Best Cheap Dog Food
Published on By Raechel Conover
(From $0.09 Best)
BEST DRY DOG FOOD. This brand of natural, dry dog food is gentle on the stomach and kind to the skin of a canine pet, and tasty to boot, owners say. AvoDerm boasts an impressive list of wholesome ingredients, such as high-protein chicken meal and salmon meal, and is free of preservatives, food coloring, and sweeteners.
For dogs with sensitive stomachs and skin, it's AvoDerm to the rescue, according to reviews. The Chicken Meal & Brown Rice Formula, for example, earns near perfect scores at several sites, including Amazon and Petco. Dog owners attest to the noticeable improvements in their pets' coats and skins and alleviation of allergies and stomach upsets on a diet of AvoDerm kibble. Speaking for their pets, they commend the taste and speaking as masters they laud the absence of wheat or corn, two ingredients that many animal experts say are associated with allergies and digestive problems. This brand provides what Daily Finance terms a "natural" diet with plenty of meat protein and no empty fillers at budget prices. The review further notes that pets tend to need less of such high-quality feed.
Some experts raise doubts about the inclusion of avocado in AvoDerm (starting at 9 cents/ounce, Amazon) kibbles due to concerns about possible toxicity, but others retort that avocado contains the fats, fiber, and vitamins critical to a dog's health, particularly its skin and coat. Given the positive effects noted in AvoDerm reviews -- no more flaking or itching; the appearance of softer, glossier coats -- pet owners clearly side with avocado's proponents.
AvoDerm dry dog food formulas contain choice ingredients. Good sources of protein -- chicken meal, salmon meal, and lamb meal (meal is a concentrated form of the animal protein) -- take star billing as the first or second ingredient in AvoDerm kibble formulas, some of which also contain additional protein sources, like herring and kelp meals. AvoDerm kibbles also include high quality carbohydrates, such as alfalfa meal, brown rice, oatmeal, and barley. Avocado is standard; ditto for the absence of meat by-products, wheat or corn, chemical preservatives, food colorings or sweeteners. AvoDerm produces a full line of dry and canned dog foods, with formulas geared to puppies and adults, as well as recipes that are grain-free. It offers a companion line of cat food.
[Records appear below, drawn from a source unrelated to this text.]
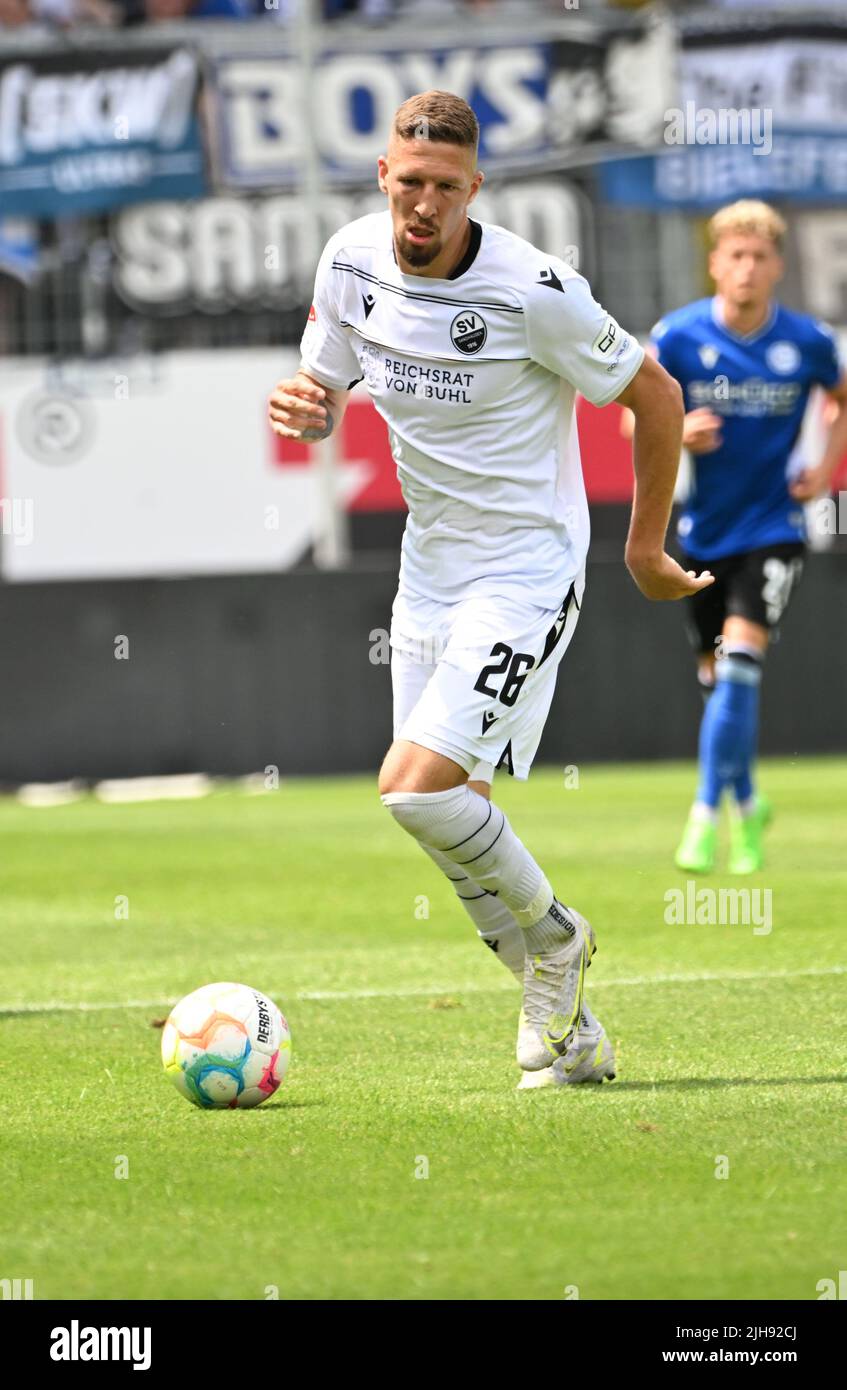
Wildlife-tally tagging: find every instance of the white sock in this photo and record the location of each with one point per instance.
(494, 922)
(477, 837)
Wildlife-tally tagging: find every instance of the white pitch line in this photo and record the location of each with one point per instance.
(341, 995)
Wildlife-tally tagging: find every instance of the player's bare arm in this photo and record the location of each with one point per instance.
(657, 403)
(302, 407)
(815, 481)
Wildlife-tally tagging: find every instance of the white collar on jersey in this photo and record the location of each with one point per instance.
(741, 338)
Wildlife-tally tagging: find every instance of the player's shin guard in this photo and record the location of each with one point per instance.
(476, 836)
(729, 729)
(493, 919)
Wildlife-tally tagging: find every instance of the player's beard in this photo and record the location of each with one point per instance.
(419, 255)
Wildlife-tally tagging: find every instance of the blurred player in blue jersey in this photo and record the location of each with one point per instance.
(746, 366)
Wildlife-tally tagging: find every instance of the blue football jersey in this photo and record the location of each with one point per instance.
(760, 385)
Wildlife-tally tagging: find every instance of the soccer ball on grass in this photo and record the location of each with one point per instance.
(226, 1047)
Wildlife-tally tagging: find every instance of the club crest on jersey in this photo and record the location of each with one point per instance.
(782, 357)
(469, 332)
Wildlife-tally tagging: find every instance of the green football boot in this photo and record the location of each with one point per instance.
(696, 852)
(746, 854)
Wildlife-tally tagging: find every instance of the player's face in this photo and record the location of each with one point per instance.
(746, 268)
(429, 186)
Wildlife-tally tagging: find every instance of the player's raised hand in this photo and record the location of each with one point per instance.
(296, 407)
(701, 430)
(659, 577)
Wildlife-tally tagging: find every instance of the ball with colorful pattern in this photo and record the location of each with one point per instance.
(226, 1047)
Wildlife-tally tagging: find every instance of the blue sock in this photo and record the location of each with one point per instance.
(729, 729)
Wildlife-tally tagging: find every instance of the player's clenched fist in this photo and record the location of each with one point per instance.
(661, 577)
(701, 431)
(296, 409)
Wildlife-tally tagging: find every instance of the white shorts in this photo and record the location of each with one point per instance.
(474, 680)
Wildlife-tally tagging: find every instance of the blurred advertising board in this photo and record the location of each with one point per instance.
(82, 131)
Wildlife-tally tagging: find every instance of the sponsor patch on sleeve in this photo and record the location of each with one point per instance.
(607, 339)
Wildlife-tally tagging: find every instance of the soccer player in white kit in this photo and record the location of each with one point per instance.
(473, 345)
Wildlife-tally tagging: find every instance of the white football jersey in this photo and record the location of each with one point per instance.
(476, 378)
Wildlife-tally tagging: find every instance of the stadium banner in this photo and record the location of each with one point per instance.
(150, 466)
(762, 113)
(86, 129)
(166, 466)
(540, 100)
(248, 253)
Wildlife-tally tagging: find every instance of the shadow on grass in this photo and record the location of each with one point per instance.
(715, 1082)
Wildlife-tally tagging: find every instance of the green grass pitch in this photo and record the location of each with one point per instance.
(732, 1044)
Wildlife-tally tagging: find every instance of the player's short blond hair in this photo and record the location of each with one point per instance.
(437, 116)
(747, 217)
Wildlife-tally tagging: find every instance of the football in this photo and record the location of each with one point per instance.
(226, 1047)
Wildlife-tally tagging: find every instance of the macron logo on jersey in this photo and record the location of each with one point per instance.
(550, 278)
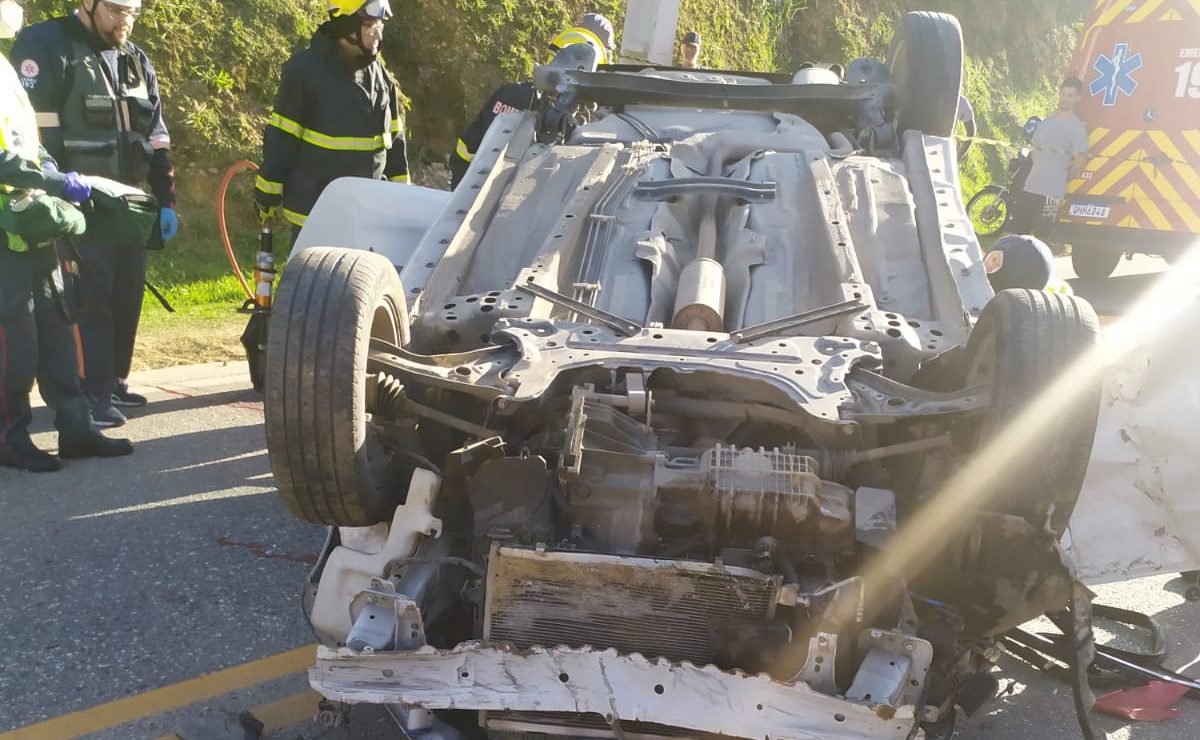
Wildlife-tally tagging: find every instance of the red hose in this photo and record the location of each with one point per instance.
(238, 167)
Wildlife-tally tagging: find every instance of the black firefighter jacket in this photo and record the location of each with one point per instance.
(329, 122)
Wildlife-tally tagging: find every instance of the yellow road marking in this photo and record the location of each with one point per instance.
(167, 698)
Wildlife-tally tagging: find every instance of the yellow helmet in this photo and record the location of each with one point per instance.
(370, 8)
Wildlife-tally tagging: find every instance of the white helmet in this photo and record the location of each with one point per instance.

After sifting through our research, AvoDerm clearly rose to the top of the dry dog food segment. The budget price combined with nutritious ingredients and glowing reports about its positive effect on dogs' skin and coats make this a hard-to-beat choice.
Canidae Life Stages Review
(From $0.15 Best)
BEST CANNED DOG FOOD. Improved skin, coat, and intestinal health come from Canidae Life Stages formulas, according to happy dog owners. Experts also like this canned variety, especially its choice ingredients.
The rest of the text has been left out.